Eddie Howe hailed Newcastle's "incredible" players as they qualified for the Champions League for the first time in 20 years after a 0-0 draw against relegation-haunted Leicester on Monday.
Fifth-placed Liverpool's draw with Aston Villa on Saturday meant Newcastle needed just one point from their last two games to be assured of a Champions League place.
Howe's third-placed side achieved their target at the first attempt at a jubilant St James' Park.
Howe and his players embarked on a lengthy lap of honour after the final whistle as they soaked up the acclaim from the Toon Army.
"It's a big relief actually, an amazing night. You always hope and you have to dream. But we didn't feel we were ready for the top four," Howe said.
"After last season's relegation battle, it was whether we could consolidate and become a better team.
"I have to compliment the whole squad because physically it's been a big demand. They've seen the fruits of their own labour."
Newcastle's remarkable rise from relegation candidates to a top-four finish in the Premier League in just 18 months is a tribute to Howe's management and financial might of the club's Saudi-backed ownership group.
The Magpies also reached the first domestic final since 1999 this season, losing to Manchester United in the League Cup.
After two decades in Premier League purgatory since Bobby Robson last led Newcastle into the Champions League, the Magpies will believe they can maintain their transformation into trophy contenders now they are back among Europe's heavyweights.
"The lads have been unbelievable for me. I can't praise them enough. Their attitude, their mentality," Howe said.

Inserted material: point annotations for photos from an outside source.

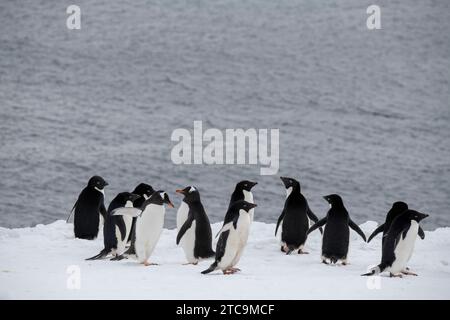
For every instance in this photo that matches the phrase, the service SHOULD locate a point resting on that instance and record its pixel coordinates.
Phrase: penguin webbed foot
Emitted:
(395, 275)
(230, 271)
(409, 273)
(118, 258)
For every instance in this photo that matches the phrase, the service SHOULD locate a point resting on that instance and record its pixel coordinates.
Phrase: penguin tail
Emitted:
(290, 248)
(211, 268)
(101, 255)
(373, 272)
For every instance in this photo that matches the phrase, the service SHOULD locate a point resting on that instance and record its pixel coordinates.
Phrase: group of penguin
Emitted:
(133, 223)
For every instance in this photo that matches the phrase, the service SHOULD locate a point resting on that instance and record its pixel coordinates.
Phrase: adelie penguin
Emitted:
(194, 229)
(295, 218)
(117, 227)
(398, 245)
(144, 191)
(397, 208)
(149, 225)
(88, 208)
(233, 238)
(336, 235)
(243, 191)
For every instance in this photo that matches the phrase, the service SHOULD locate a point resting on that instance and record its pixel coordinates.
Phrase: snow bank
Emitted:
(35, 263)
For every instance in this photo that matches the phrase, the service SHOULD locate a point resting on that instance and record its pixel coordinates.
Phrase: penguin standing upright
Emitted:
(233, 238)
(399, 244)
(88, 208)
(243, 191)
(397, 208)
(194, 229)
(149, 225)
(295, 218)
(117, 227)
(336, 235)
(144, 191)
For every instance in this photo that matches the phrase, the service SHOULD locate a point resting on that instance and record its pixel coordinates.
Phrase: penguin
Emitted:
(242, 191)
(194, 229)
(295, 218)
(398, 245)
(336, 235)
(149, 225)
(88, 208)
(397, 208)
(144, 191)
(117, 227)
(233, 238)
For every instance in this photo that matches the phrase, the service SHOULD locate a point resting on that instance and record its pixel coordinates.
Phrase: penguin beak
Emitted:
(134, 197)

"I'm just grateful to have the opportunity to manage here. We've had great success and that's satisfying."
Just seven years after their fairytale Premier League title triumph, Leicester are on the verge of being relegated from the top-flight for the 12th time in their history.
That would equal the English record held by Birmingham, sending them back to the Championship for the first time since 2014.

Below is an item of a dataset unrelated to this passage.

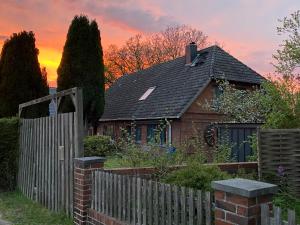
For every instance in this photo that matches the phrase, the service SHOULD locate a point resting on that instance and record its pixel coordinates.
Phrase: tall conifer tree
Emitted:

Dean Smith's third from bottom team have won just one of their last 15 league games.
They sit two points behind fourth bottom Everton and will go down if the Toffees win their last game against Bournemouth, regardless of Leicester's result in their final match against West Ham.
"What we have done is taken it to the last game and made Everton need to win. That's what we had to do. I make no apologies for the way we played," Smith said.
Smith sprang a major surprise as he left James Maddison and Harvey Barnes on the bench in a bid to be "harder to beat", while Newcastle lost Joelinton to an injury suffered in the pre-match warm-up.
They nearly had to do without Joelinton's fellow Brazilian Bruno Guimaraes as well as the midfielder escaped with an early yellow card after a studs-up challenge that smashed into Boubakary Soumare's thigh.
Newcastle held 80 percent of the possession throughout the game, but Leicester sat deep to frustrate them.
Leicester keeper Daniel Iversen almost gifted Newcastle the opening goal, spilling a catch under pressure from Dan Burn.
Callum Wilson seized on the loose ball and shot against the post before his header from the rebound was cleared off the line by Wilfred Ndidi.
Newcastle hit the woodwork again moments later through Miguel Almiron's half-volley from Fabian Schaer's knock down.
Iversen misjudged another cross just before half-time, leaving Wilson with a chance that the striker headed over from close-range.
Smith sent on Maddison at the interval and Iversen partially redeemed himself with a superb save to tip over Alexander Isak's powerful drive from the edge of the area.
Guimaraes missed a sitter when he headed against the post from virtually on the goal-line after Leicester's Wout Faes accidently flicked a corner in his direction.
Leicester nearly won it with their first shot of proceedings when Nick Pope denied Timothy Castagne in stoppage-time, but Newcastle held on to clinch their return to Europe's top table.